When we transcend beyond this from what some would call the ego we can begin to realise that there are no boundaries or limits to what we can achieve.
So, if you’re new to meditation or have tried it but didn’t like it, here’s a few different types you could start with or try out...
Basic meditation with breath
1. Sit in a comfortable position, maybe set yourself a timer for 5 minutes or longer if you wish. Make sure your back is as upright as possible and use cushions to support if needed. If you are sitting in a chair then uncross your legs and place your feet flat on the ground.
2. Bring your awareness to your breath and just notice how you are breathing.

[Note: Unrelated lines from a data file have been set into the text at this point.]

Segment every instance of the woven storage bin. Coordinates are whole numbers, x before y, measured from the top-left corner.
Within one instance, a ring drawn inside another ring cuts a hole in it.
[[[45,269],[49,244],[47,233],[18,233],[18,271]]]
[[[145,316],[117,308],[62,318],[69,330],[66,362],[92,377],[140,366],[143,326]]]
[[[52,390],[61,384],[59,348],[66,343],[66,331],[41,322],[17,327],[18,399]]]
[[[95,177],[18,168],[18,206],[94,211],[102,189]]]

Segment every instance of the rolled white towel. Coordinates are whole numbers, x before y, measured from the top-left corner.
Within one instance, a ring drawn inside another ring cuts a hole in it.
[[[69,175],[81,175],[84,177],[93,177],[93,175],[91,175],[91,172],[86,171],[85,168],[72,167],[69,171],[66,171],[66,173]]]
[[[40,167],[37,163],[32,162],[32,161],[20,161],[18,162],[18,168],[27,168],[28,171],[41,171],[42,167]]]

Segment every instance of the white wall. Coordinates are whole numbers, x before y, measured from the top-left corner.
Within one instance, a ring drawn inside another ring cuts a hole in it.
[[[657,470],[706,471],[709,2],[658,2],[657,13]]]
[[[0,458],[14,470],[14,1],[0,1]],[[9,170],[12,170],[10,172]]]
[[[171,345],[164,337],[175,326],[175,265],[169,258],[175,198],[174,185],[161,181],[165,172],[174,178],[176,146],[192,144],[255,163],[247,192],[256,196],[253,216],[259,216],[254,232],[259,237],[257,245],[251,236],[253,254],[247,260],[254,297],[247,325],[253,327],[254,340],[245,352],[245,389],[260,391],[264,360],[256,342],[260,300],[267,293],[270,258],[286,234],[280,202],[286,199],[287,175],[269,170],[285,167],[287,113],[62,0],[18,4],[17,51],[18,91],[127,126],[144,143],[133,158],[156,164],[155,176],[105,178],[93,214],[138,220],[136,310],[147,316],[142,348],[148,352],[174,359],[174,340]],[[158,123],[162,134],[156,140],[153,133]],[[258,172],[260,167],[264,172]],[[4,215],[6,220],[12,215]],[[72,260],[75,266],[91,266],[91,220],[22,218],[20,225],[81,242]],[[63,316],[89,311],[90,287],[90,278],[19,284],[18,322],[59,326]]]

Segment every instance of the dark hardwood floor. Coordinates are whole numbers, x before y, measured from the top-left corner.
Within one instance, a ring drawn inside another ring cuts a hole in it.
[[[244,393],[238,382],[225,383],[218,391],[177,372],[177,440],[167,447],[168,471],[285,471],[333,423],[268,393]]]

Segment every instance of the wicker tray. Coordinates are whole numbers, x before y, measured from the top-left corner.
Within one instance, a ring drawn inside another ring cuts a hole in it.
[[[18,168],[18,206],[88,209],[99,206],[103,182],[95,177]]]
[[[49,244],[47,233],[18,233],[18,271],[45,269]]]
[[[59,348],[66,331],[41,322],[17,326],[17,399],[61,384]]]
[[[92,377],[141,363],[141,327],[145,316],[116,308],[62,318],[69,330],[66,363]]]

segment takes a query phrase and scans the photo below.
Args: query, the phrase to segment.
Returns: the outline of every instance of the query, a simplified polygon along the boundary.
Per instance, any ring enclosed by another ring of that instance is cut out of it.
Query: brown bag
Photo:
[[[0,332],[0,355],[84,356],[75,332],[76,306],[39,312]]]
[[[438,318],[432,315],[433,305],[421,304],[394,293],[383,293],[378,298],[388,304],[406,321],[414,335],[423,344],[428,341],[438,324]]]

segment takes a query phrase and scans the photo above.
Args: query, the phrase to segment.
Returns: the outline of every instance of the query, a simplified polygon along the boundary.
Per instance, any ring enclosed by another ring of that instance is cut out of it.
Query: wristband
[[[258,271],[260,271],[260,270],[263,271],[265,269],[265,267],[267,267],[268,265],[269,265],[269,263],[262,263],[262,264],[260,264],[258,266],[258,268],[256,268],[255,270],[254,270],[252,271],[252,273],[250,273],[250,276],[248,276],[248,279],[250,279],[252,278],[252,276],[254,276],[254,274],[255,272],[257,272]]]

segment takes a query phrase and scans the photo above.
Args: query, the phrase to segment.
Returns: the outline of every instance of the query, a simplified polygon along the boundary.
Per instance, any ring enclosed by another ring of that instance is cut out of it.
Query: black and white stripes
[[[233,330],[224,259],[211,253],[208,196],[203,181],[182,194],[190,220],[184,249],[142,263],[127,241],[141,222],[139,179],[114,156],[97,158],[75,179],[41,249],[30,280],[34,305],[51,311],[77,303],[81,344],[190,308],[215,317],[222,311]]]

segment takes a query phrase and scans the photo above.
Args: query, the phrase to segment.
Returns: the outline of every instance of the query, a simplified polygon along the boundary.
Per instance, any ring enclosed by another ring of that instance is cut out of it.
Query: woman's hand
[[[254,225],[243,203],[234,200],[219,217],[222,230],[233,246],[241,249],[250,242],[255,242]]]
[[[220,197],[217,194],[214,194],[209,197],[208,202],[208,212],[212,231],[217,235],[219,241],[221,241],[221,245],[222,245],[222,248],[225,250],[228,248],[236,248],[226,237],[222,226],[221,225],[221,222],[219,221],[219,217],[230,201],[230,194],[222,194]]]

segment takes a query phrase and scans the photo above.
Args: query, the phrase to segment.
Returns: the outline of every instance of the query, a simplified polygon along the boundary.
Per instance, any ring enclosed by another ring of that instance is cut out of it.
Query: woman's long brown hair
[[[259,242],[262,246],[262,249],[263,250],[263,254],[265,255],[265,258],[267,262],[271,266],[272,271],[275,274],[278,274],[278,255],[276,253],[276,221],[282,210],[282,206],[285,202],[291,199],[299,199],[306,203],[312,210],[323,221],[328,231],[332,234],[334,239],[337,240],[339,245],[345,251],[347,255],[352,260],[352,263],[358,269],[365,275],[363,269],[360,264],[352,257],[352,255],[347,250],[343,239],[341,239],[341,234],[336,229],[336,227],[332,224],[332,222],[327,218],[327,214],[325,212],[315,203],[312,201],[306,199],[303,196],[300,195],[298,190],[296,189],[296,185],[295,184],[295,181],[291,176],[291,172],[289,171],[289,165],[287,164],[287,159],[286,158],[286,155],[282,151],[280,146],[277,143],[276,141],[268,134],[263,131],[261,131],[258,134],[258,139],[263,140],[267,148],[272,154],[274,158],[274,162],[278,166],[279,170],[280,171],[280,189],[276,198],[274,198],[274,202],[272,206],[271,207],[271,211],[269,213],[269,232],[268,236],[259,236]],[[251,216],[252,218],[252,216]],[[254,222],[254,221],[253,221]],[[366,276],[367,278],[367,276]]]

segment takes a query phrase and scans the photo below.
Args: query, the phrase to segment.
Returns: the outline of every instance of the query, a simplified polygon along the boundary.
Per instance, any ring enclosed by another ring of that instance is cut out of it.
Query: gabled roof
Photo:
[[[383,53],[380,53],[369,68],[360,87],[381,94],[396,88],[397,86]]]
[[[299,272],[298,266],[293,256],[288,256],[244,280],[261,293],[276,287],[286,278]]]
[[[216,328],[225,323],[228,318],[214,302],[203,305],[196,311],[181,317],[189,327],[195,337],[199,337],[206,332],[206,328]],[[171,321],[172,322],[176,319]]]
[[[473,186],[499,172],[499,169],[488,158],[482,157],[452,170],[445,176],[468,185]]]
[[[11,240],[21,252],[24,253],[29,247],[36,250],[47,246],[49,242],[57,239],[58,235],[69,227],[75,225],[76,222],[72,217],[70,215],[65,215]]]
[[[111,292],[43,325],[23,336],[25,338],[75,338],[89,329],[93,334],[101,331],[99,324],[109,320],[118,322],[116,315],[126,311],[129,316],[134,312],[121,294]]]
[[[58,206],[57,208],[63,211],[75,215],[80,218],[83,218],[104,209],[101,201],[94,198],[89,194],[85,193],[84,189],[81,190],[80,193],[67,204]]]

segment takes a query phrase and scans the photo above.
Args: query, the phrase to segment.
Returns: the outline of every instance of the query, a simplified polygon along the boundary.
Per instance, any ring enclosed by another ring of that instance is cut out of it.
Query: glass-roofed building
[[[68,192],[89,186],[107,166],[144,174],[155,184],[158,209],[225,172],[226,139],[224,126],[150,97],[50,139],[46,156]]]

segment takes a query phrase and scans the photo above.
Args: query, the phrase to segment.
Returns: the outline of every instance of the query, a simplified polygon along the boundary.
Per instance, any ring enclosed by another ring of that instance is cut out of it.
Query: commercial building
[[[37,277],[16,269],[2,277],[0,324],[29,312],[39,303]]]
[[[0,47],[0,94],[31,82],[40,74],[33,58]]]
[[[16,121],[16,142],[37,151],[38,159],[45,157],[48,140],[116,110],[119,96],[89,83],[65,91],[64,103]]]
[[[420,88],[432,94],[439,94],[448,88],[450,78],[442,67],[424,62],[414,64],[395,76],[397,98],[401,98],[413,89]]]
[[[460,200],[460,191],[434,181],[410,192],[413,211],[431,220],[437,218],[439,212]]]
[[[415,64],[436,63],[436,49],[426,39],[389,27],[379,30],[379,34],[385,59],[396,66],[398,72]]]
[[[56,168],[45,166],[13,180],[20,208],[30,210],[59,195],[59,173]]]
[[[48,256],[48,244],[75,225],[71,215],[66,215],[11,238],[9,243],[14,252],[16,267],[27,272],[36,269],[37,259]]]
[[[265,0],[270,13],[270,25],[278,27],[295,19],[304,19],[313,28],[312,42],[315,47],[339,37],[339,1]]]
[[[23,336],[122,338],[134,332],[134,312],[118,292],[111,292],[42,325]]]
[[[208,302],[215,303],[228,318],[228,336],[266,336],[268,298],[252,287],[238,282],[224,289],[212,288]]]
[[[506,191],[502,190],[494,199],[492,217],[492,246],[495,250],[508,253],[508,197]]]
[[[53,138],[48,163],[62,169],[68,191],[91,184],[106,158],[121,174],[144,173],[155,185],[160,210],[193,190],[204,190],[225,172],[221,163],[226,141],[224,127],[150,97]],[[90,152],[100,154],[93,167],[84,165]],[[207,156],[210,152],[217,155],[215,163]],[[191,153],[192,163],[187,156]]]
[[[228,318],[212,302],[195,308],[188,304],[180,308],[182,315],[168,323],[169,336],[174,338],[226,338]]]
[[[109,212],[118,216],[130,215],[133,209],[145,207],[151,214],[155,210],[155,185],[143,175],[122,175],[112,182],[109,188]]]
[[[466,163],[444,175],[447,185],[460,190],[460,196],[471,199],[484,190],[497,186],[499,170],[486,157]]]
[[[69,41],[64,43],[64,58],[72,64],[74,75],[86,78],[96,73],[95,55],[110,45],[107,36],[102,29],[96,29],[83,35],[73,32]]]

Most of us tend to breath from our chest and take shallow breaths. Try to take a deep breath from your belly. Using your IN breath push you stomach all the way out until it expands fully. You should then notice that the air than fill ups from what feels like the bottom of your lungs to the top like a wave.
3. Then on your OUT breath feel your stomach move back in gently allowing your breath to leave.
Tip: Try to make your in and out breath the same length. You could do this by counting 1,2,3,4 etc. If you are a shallow breather then maybe start of with a count of 3 and then the next time you practice extend it to 4 seconds, then 5 and so on. A real full deep breath could last about 7/8 seconds with a bit of practice.
This meditation should help you to feel more relaxed and after some regular practice you should notice that you are breathing more deeply all the time as a result of it.
2. Meditation using sound
There are many, many different sound meditations, from different relaxing music tracks, sound waves or instruments like Tibetan or crystal bowls. All are beautiful and can take you on a deep journey if you let them.
Depending on your taste and your mood you could try a few different ones out. If you can go to a live sound meditation that’s even better but if you listen to one at home then it’s usually more effective to use headphones as you can really immerse yourself into it.
Here are some different types you could try out on YouTube, just search the following:
•binaural beats meditation
•crystal bowl meditation
•relaxing music meditation
I would recommend to use your breath as above to help you focus inwards as you start the meditation. Really feel the sounds moving through your body with the breath while you relax into it.
If you find yourself getting lost in thought then a way you can bring your focus back could be to imagine a blank piece of paper in front of you every time. These meditations can be great in evenings after a long or busy day.
3. Transcendental meditation or mantra meditation.
These meditations involve repeating a mantra or a phrase either out loud or silently.
With transcendental meditation the idea is to repeat your given mantra silently for about 15-20 minutes twice a day. This meditation and the mantras are taught only by qualified trainers to preserve the purity of the teaching. There is a belief that keeping the mantra silent and to yourself helps you to focus inwards, not outwards which is the basis of this practice.
If you don’t want to spend money on transcendental meditation than you can find many Mantra meditations on YouTube. Deepak Chopra does some great free courses with effective short meditations to follow everyday.
So pick a meditation commit to it everyday for at least 21 days and you WILL notice a difference. The more you do it the more your life can change in amazing possitive ways!